A guy who got on at Gorman and Conifer opened two windows and took seats about two behind those windows in order to catch the breeze after it made its way into the bus.

Library Man was on board, and I assumed he was reading that local paper from wherever he’s from, as the photos were in color again, but I could have sworn when he turned the page it said, “The News & Observer,” our local Raleigh paper. There was a section laying on the seat entitled, “Best of the Blogs.”


I meant to capture this from our salon meeting last night.
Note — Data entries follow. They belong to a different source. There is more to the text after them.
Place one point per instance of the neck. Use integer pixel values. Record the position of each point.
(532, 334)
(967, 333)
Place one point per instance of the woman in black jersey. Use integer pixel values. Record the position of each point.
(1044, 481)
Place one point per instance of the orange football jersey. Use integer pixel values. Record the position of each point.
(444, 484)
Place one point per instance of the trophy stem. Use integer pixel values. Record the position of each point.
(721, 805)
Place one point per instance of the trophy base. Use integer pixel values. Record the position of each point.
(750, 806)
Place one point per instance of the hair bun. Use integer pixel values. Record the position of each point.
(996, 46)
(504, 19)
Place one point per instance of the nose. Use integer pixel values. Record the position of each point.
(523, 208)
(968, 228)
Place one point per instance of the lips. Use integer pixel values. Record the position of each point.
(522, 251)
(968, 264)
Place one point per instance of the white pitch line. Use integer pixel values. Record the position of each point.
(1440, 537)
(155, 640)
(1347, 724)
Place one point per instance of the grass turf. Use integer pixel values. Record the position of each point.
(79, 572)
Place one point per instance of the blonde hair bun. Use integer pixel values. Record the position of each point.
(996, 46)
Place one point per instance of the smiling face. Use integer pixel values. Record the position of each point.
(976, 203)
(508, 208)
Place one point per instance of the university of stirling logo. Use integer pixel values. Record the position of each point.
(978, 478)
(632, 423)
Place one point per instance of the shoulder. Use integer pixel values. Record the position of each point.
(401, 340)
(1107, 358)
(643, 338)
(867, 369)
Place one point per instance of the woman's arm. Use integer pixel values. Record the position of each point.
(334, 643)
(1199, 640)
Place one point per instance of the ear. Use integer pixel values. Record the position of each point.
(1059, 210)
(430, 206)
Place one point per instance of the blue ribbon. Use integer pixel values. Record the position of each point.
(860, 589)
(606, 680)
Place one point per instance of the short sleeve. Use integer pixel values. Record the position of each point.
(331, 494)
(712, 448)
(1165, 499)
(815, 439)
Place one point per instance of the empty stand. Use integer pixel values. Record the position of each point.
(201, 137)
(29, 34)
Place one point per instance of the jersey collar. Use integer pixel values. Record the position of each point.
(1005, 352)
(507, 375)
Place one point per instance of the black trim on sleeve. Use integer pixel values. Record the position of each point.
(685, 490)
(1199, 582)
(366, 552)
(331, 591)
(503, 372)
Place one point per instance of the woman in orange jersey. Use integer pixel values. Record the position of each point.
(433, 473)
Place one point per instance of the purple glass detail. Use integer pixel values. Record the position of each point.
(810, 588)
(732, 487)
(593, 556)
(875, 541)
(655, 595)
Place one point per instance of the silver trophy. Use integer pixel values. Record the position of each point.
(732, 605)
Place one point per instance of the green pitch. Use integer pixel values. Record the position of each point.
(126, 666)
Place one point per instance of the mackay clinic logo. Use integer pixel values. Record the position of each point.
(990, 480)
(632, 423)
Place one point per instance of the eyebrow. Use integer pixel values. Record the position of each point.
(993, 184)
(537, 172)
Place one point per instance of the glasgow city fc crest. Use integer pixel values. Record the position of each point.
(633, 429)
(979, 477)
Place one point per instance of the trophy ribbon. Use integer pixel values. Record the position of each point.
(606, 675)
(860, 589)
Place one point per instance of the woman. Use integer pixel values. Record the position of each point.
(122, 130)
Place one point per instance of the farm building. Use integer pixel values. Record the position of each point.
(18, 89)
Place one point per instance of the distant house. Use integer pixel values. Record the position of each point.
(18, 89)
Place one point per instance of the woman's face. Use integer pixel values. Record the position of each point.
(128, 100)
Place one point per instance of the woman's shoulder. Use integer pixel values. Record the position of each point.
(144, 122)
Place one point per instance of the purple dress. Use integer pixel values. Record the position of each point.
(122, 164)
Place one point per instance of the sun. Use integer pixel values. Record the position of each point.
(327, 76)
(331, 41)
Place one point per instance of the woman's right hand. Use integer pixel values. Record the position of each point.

Kim noted that there are three parts to a genuine apology, and it’s not a genuine apology unless it contains all three parts:

  1. Saying, verbalizing, writing, “I’m sorry.”
  2. Admitting your mistake; taking responsibility for your part in the problem, “I was wrong.”
  3. Making it right, “How can I make it up to you?”

I want to remember this.


I spent an hour with our intern this morning, getting her up to speed with our content management system, and taking her through an iteration of setting up a task force website, after which she did two more of them for me. Yay!

During lunch, I attended the first of the 2010-2011 Alternative Service Break Advisor Roundtables, at which we went around the room introducing ourselves saying where we worked in the university, what trip we were advisors for, and if we’d had any previous ASB experience:

“John Martin. I work in the Office of Information Technology in the Information & News Services department, and I’m advising on the Gulf Coast trip to New Orleans over Spring Break 2011. I had an awesome trip to that same area last year.”

I also met Joyce, the other advisor who will be traveling with us, and in the next day or two the student leader of our group will set up a meeting for the three of us to get to know each other and start the planning for the entire team.


I pointed the salon members to this podcast I listened to while last at the gym, as it’s some kind of freaky fusion between two of our agenda items—#5 (Sick of Social Media), and #6 (Measuring Happiness).

It’s a 17-minute audio broadcast about how social media is changing the way we take the pulse of the country, described as: “The Big Money’s Twitter blogger, Steve Spillman, joins, as does a researcher from Harvard who has analyzed years’ worth of tweets to see how happy we are,” and it includes notions such as:

  • “n” as 500 million (a la Facebook) vs. “n” as ~1000 (a Gallup poll)
  • “moods” of status updates (Twitter and Facebook)
  • Linguistic representations of “moods”
  • research approach with an admittedly butt-load of caveats at this point (i.e., it’s very preliminary and not-yet-ready-for-publication)

If You’re Happy, and You Tweet It, Raise Your Hand!


At home, I had the leftover portion of my Piedmont Burger from Porter’s last night, and at 9:00 I lay down for what I imagined would be about a two-hour nap, but what in fact turned out to be nine hours of sleep. Yay!